Chancellor George Osborne will have enjoyed figures out this week that suggest his chances of meeting ambitious targets for deficit reduction are improving. If April's tax take from income and corporation tax and VAT receipts is an indicator of things to come then the improvement in the UK's economy may be filtering through. During the month, the VAT tax take totalled £10.6bn, its highest since records began in 2007 and corporation tax also surged. This contributed to a net borrowing figure of £6.8bn last month, down £2.5bn on last year and the best monthly showing since 2008.

 

 

Time for a deal

Cable combination

The telecommunications sector has been awash with merger and acquisitions activity in recent months and now there is another potential megadeal in the offing that could reshape the US cable landscape. Charter Communications has agreed a deal with rival Time Warner Cable which would see the second and third-biggest US cable companies merge in a combination that values the latter at $78.7bn. At the same time, Charter is buying smaller rival Bright House Networks for $10.4bn. But whether the Federal Communications Commission will allow the deal remains to be seen, given its recent role in scuppering Time Warner Cable's proposed tie-up with market leader Comcast.

 

Unease grows

Periphery panic?

After years of worry about the economic health of the southern periphery of the European Union, new political concerns are starting to creep in. Notwithstanding the ongoing concerns about Greece as it staggers ever closer to the point of no return in its debt negotiations with the EU and IMF, growing anti-austerity and populist movements in Spain and Portugal are adding a new dimension to concerns about the potential fracture of the eurozone project. The ruling Popular Party in Spain failed to live up to its name as the Podemos anti-austerity party and the centre right Citizens party took significant chunks of the vote in local elections and set themselves up for an assault in the general election later this year. An autumn parliamentary election in Portugal is also expected to see a shift in voter support towards anti-austerity, with a host of smaller parties vying to pick up enough votes to be a king maker in a coalition.

 

 

Luxury leap

Top end revived

Pre-election fears of a mansion tax and other interventionist moves by a potential Labour-led government prompted a hiatus in the market for high-end homes worth £2m-plus, but the pressure valve appears to have been released.

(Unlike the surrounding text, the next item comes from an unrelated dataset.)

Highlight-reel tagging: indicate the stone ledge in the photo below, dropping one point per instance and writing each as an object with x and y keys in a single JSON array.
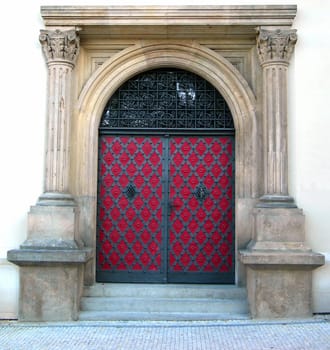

Data suggests that the number of homes worth £2m or more on the market more than doubled in the two weeks after the election, with more expected to be listed in the next few weeks as glossy brochures are printed up. Meanwhile, asking prices in London are said to have surged by 17 per cent in the short period since the election.

 

Spend, spend, spend

Consumer surge

The fall in inflation, improving economic prospects and a hint at better weather prompted UK consumers to dip into their collective pockets last month. A Confederation of British Industry survey suggests that confidence among retailers is soaring, with retail sales and orders beating expectations after their strongest start to a year since 2007. This backs up British Retail Consortium figures from earlier this month which showed April's total retail sales came in 4.7 per cent ahead of the same period a year earlier. Meanwhile, other data shows that consumer confidence has risen for the fifth successive quarter and is now at its highest since 2006.

 

 

Laying down the law

Queen's speech

The rather unexpected sight of an unfettered Conservative-penned Queen's speech at the opening of parliament this week gave a better indication of the priorities of the government, top of which appears to be getting a referendum on the UK's membership of the EU off the ground, sooner rather than later. Other key proposed laws include a five-year 'tax lock', meaning income tax, VAT and national insurance cannot be raised, the extension of 'right to buy' to those living in housing association properties and further devolution for Scotland.